A story soon surfaced about a Mothman appearance near the bridge prior to the catastrophe, giving the creature even greater attention in the chronicles of strange-but-true publications.
Legend still has the monster responsible for the bridge deaths, even though Thomas E. Stelson, head of the civil engineering department at Carnegie Mellon University in Pittsburgh, would cite overloading as the cause of the collapse. A March 1968 article about the bridge in Popular Science quoted Stelson’s findings, and went a step further by offering evidence that the two-lane bridge built in 1928 had severe design flaws that made it impossible for it to bear the load of modernized traffic.
Harris grows teary-eyed at the mere mention of the bridge as she stands Wednesday behind the counter of her restaurant whose interior has barely changed since the Great Depression. She said she attended the premier of the Gere movie in town, but left her seat before the bridge scenes were shown on the screen.
The movie soon brought new attention to the Mothman along with much-needed new business to the struggling downtown of Point Pleasant.
“They said, ‘After the movie, get souvenirs or they’ll take your signs down,’” Harris said.
She is charming in a floral apron and bearing a sweet, honest grandmotherly smile.
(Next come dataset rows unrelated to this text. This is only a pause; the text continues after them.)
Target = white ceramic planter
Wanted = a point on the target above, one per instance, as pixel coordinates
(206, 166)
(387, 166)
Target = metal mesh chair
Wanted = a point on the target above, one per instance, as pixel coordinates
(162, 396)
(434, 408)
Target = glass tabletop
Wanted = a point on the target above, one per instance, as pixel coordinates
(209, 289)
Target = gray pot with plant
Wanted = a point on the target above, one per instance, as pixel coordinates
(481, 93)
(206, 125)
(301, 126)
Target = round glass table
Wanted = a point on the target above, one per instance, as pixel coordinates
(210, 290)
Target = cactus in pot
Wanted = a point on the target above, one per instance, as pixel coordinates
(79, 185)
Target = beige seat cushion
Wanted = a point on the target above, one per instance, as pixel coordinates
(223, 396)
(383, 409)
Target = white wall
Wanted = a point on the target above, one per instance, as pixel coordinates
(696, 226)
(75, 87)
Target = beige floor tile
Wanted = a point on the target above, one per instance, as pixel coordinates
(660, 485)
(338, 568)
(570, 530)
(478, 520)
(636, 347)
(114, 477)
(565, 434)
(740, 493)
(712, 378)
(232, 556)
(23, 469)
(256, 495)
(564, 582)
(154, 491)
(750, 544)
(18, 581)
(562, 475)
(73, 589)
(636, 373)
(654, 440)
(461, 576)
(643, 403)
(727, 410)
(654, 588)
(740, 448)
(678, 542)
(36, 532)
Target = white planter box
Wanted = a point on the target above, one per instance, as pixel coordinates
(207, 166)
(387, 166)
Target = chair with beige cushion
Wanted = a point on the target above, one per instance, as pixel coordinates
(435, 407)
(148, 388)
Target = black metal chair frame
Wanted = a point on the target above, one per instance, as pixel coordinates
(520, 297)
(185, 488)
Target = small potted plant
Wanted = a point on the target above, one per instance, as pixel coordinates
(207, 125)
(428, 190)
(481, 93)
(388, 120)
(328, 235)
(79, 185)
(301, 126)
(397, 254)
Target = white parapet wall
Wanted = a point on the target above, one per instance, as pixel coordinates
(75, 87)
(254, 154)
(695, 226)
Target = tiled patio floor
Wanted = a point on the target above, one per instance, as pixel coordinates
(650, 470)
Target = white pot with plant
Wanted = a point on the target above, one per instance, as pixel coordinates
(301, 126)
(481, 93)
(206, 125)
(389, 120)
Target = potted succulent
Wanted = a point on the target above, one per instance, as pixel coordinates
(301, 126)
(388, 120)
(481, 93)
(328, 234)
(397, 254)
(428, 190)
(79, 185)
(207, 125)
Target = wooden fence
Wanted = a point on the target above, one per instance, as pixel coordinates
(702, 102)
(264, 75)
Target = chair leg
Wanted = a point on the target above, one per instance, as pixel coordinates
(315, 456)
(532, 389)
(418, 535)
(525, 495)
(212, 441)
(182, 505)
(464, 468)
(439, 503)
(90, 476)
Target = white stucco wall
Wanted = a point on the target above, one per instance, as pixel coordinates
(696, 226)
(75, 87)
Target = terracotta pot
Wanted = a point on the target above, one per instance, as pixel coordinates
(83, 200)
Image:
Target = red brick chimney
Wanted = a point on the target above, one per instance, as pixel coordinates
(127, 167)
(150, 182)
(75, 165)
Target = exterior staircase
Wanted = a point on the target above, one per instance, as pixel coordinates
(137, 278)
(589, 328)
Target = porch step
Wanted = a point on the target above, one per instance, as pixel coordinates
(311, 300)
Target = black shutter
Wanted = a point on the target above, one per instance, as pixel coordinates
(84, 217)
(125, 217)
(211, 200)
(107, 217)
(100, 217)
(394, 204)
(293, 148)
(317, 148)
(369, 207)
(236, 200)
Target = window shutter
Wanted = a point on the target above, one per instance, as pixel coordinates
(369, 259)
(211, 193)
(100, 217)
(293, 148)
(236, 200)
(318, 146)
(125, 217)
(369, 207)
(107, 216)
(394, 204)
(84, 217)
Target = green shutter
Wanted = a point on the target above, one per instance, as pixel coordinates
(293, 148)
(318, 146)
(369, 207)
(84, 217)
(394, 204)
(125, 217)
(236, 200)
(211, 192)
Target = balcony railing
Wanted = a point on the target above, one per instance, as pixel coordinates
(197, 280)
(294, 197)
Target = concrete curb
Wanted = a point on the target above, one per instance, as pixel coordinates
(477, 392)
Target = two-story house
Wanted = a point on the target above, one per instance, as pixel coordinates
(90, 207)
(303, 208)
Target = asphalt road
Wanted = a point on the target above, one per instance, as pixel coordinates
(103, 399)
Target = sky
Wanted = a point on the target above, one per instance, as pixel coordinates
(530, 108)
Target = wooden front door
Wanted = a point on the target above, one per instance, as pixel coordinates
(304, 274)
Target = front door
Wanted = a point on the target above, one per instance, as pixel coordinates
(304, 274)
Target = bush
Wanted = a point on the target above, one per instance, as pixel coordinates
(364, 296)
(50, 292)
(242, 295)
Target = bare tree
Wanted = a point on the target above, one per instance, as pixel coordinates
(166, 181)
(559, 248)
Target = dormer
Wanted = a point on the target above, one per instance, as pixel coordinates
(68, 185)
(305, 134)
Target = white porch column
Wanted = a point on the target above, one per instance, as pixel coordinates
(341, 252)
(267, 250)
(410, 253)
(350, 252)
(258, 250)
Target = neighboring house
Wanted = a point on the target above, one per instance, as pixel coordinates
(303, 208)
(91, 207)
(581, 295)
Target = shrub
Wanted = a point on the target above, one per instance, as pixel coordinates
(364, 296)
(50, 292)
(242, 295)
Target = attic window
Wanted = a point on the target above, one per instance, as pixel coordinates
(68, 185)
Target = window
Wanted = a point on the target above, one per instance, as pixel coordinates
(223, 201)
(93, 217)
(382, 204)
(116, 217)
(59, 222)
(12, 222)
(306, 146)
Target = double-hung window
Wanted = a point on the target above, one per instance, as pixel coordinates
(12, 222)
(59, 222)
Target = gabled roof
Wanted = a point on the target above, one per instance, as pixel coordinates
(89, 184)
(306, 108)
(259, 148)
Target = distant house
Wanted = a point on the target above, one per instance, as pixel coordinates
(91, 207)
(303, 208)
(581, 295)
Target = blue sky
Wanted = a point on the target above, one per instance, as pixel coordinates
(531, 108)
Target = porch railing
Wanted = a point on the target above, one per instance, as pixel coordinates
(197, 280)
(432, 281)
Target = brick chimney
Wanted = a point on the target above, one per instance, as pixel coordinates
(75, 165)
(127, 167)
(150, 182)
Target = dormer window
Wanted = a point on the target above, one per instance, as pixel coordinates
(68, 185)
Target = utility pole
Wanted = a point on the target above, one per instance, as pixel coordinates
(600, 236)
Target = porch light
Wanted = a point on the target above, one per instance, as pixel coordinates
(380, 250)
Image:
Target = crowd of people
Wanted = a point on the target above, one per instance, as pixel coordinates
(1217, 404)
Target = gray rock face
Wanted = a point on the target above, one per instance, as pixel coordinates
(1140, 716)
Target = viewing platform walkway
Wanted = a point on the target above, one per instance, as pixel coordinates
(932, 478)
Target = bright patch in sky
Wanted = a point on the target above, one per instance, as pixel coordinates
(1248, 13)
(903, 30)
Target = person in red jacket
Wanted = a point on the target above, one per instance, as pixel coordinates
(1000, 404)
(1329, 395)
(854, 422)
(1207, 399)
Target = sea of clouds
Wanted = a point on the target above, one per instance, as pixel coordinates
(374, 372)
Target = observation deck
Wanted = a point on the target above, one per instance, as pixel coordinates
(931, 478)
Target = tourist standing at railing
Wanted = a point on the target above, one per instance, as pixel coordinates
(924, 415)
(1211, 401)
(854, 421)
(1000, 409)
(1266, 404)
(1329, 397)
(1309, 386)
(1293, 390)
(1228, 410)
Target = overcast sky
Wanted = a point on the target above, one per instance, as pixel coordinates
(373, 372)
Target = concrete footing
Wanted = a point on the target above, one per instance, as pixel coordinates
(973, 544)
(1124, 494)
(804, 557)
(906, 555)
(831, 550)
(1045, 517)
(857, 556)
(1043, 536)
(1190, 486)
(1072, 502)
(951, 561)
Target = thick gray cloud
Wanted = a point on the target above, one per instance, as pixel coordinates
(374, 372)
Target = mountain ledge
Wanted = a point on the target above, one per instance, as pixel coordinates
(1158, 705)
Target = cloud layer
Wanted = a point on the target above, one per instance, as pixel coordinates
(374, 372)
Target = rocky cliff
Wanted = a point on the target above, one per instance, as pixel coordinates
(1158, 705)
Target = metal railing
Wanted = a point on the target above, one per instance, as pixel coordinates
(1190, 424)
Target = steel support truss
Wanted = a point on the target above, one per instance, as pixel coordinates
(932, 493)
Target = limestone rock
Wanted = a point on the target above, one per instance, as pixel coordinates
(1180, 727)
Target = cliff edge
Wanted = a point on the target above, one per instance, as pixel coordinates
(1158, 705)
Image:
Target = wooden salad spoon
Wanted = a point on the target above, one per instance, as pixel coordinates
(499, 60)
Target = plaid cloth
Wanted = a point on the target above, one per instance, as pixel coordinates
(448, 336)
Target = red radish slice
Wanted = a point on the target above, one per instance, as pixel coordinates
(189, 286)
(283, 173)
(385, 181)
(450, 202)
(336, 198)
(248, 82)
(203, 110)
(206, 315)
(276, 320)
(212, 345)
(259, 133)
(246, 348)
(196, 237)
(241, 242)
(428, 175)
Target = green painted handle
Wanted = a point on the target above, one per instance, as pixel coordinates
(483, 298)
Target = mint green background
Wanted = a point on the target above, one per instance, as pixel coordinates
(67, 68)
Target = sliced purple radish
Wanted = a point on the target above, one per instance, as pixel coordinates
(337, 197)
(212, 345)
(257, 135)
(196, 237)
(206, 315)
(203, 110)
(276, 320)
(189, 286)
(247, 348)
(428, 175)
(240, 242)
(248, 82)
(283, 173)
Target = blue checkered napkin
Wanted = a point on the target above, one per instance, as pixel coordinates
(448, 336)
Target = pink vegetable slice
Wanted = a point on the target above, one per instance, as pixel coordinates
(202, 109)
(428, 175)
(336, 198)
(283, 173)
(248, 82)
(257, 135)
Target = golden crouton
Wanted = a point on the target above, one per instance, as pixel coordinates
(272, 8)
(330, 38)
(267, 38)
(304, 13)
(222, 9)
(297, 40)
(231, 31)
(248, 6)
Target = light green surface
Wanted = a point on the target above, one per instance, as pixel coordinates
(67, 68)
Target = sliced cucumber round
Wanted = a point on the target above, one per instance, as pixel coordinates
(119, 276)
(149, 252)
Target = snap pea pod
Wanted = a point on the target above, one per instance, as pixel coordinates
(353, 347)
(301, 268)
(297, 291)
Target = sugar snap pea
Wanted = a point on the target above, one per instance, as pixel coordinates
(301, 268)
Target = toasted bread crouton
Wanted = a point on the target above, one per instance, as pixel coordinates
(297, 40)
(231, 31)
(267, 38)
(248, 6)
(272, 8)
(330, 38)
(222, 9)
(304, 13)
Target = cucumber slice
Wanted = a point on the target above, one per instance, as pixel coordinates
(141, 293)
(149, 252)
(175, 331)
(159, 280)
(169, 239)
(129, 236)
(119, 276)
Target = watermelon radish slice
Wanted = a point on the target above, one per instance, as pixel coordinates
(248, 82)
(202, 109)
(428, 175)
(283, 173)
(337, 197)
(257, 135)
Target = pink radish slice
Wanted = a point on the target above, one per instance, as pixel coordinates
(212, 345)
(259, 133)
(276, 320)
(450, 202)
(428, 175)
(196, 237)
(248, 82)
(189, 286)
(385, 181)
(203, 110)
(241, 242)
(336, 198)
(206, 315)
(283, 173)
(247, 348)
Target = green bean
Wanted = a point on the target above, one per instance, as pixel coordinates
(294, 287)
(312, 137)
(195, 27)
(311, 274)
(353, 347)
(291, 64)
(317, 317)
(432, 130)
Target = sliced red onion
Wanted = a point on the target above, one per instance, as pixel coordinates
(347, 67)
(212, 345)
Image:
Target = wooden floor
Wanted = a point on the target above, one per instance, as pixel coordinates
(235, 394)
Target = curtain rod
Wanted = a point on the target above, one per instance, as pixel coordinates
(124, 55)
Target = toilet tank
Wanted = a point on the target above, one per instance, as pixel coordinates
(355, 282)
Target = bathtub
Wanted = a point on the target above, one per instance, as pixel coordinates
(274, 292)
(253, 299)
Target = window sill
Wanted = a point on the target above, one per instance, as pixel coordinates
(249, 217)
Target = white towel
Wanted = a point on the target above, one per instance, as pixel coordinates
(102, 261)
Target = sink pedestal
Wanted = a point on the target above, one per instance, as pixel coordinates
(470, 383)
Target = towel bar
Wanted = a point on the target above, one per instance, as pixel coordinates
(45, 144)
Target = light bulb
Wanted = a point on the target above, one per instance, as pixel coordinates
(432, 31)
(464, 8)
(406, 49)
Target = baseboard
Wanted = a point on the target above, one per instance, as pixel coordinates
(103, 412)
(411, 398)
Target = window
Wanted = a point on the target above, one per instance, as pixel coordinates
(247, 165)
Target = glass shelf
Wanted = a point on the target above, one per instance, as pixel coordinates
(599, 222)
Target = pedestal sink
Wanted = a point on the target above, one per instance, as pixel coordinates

She speaks convincingly at a rapid pace about the Mothman’s existence when she was in her early 20s.
“It flew over my sister,” she said.
While Gibeaut says there are folks who believe the monster was a mutated bird that developed out of toxic cesspools at the munitions plant, Harris leans toward the speculation it dropped out of the sky from a UFO.
“Why so many (UFOs) were seen?” she said.
Her brother, Ed Sayre, even told her that he saw a bright UFO land in his backyard at the time.
“It came and touched down and left,” said Harris, who sells Mothman T-shirts along with this day’s lunch special of a grilled cheese sandwich and bowl of potato soup.
Harris said she saw the men in black arrive in a black car with tinted windows. They stood on the sidewalk, arms leaning on parking meters, leading her to believe they worked for the federal government.
“They are a little whiter than we are. They don’t bat their eyes,” said Harris, a civic leader and organizer of the Mothman Festival.
“Since the festival, more and more come out and say their stories,” she said.
Enough time has passed since the original Mothman frenzy that had residents seeking medical treatment for shock over the wicked sightings.
The creature now is more than welcome in this town because the downtown would otherwise be dead without the curious who are still hungry for the story. And, some say the monster still makes an occasional live appearance in the area.